Staff Data Analyst
Job description
About the role
Lokalise is seeking a seasoned Data Analyst to join our team. You will play a crucial role in shaping our data-driven strategies by extracting insights from complex datasets. This position offers the chance to significantly impact product development and business decisions. Your work will ensure that data reliably informs our strategic direction and operational excellence. You will be responsible for transforming raw information into actionable narratives for leadership. This role requires a deep commitment to accuracy and a passion for solving problems with numbers. You will act as a bridge between technical teams and business stakeholders through your analytical output.
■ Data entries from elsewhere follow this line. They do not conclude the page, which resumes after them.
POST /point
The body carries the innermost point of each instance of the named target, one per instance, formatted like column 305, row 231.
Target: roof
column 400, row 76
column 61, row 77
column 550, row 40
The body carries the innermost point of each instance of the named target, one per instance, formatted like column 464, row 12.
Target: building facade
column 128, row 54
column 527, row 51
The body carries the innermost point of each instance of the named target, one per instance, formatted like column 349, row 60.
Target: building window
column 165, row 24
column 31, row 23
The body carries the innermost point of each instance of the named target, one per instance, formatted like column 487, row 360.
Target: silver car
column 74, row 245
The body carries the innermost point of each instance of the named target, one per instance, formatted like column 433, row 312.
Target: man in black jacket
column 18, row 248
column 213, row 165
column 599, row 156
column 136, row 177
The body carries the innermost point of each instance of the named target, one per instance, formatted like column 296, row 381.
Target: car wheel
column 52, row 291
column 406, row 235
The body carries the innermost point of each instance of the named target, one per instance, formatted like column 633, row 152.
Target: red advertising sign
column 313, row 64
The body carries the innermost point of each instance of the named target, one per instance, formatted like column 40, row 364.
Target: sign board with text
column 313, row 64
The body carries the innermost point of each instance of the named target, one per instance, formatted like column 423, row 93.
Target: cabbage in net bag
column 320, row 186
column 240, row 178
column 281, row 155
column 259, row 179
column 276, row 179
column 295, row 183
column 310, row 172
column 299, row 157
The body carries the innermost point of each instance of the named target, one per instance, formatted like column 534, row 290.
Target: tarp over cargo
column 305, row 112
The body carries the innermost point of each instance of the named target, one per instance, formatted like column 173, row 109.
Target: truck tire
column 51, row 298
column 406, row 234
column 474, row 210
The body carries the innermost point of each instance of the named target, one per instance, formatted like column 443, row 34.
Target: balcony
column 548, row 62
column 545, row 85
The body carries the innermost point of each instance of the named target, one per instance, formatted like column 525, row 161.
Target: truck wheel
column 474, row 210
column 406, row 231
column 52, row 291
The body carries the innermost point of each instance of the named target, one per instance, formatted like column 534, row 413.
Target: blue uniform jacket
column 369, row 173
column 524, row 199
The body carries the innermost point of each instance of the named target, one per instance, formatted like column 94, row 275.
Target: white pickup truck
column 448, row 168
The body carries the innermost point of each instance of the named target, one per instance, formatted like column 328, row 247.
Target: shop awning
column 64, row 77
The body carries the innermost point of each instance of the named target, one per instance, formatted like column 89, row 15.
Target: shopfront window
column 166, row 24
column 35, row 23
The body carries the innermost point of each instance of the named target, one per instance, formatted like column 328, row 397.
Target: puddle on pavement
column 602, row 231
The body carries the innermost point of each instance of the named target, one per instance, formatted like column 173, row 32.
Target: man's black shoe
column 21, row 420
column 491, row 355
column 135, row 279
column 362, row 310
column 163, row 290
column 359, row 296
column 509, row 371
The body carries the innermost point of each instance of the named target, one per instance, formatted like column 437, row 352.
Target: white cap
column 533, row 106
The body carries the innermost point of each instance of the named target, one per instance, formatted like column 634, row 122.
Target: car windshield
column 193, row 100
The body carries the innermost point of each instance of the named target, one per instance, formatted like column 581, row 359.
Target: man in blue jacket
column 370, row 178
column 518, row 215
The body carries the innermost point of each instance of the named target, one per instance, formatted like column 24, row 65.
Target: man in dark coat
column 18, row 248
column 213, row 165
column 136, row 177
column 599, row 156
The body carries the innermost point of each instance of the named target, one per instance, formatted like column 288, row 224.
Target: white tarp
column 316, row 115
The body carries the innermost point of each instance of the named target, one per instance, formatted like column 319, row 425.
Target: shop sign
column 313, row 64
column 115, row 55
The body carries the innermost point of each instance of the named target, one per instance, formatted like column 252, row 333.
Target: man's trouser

Your contributions will directly influence the roadmap and success of our products in the market.
Key facts
What you'll do
- Examine user behavior and product performance to uncover trends and opportunities for growth.
- Construct and maintain dynamic dashboards and detailed reports for diverse stakeholders across the organization.
- Partner with product and engineering teams to define critical key performance indicators and monitor advancement against goals.
- Lead investigations into complex business questions to deliver clear, data-backed conclusions and recommendations.
- Support the evolution of data models and infrastructure to improve scalability and data reliability.
- Interpret intricate datasets to address specific business challenges and support high-stakes decision-making processes.
- Validate data integrity and ensure consistency across multiple sources to maintain trust in analytical results.
- Translate ambiguous business problems into structured analytical queries and hypotheses for testing.
- Document analytical methodologies and findings to create a repository of institutional knowledge for the team.
- Communicate technical insights to non-technical audiences in a concise and visually compelling manner.
- Monitor the effectiveness of existing metrics and propose refinements or new measures as the business evolves.
- Facilitate cross-functional workshops to align on definitions, goals, and the interpretation of data.
- Proactively identify anomalies or outliers in data streams and investigate root causes to prevent negative impacts.
Requirements
- Bring a minimum of 5 years of hands-on experience in a data analysis role within a professional setting.
- Hold a Bachelor's degree in a quantitative field such as Statistics, Mathematics, Computer Science, Economics, or a related discipline.
- Demonstrate advanced proficiency in SQL for complex data extraction, transformation, and manipulation tasks.
- Show expertise in utilizing data visualization tools like Tableau or Looker to create intuitive and informative views.
- Possess a strong understanding of statistical concepts and analytical methodologies to approach problems rigorously.
- Exhibit the ability to manage multiple priorities and deadlines in a fast-paced remote environment.
- Provide evidence of strong written and verbal communication skills essential for collaborating with global teams.
- Have a proven track record of working with large datasets and performing accurate data modeling.
- Be comfortable working independently with a high degree of self-motivation and discipline.
- Have experience working with version control systems, such as Git, for managing analytical code and documentation.
- Show attention to detail and a commitment to delivering error-free analytical work.
- Understand data privacy principles and best practices relevant to handling business intelligence.
- Be able to adapt to new tools and technologies as the data landscape evolves within the company.
- Have a history of mentoring or collaborating with junior analysts to elevate the overall team capability.
Nice to have
- Experience with Python or R for advanced data analysis and custom scripting to extend analytical capabilities.
- Familiarity with A/B testing frameworks and experimental design to evaluate product changes effectively.
- Previous experience in a SaaS company where subscription metrics and recurring revenue models are standard.
- Knowledge of data warehousing solutions and ETL processes to streamline data flow and accessibility.
- Understanding of machine learning concepts and how they intersect with business analytics.
- Experience using version control for data science projects to ensure reproducibility and collaboration.
- Background in financial or billing-related data analysis to understand revenue implications.
- Familiarity with customer lifecycle metrics and retention strategies in digital products.
- Skills in automating reporting processes to reduce manual effort and increase efficiency.
- Experience with stakeholder management and influencing skills to drive data adoption across departments.
Practical notes
- Visa sponsorship is not available for this role.
- No travel required.
- Competitive salary and benefits package.
- To apply, please submit your resume and a cover letter detailing your relevant experience.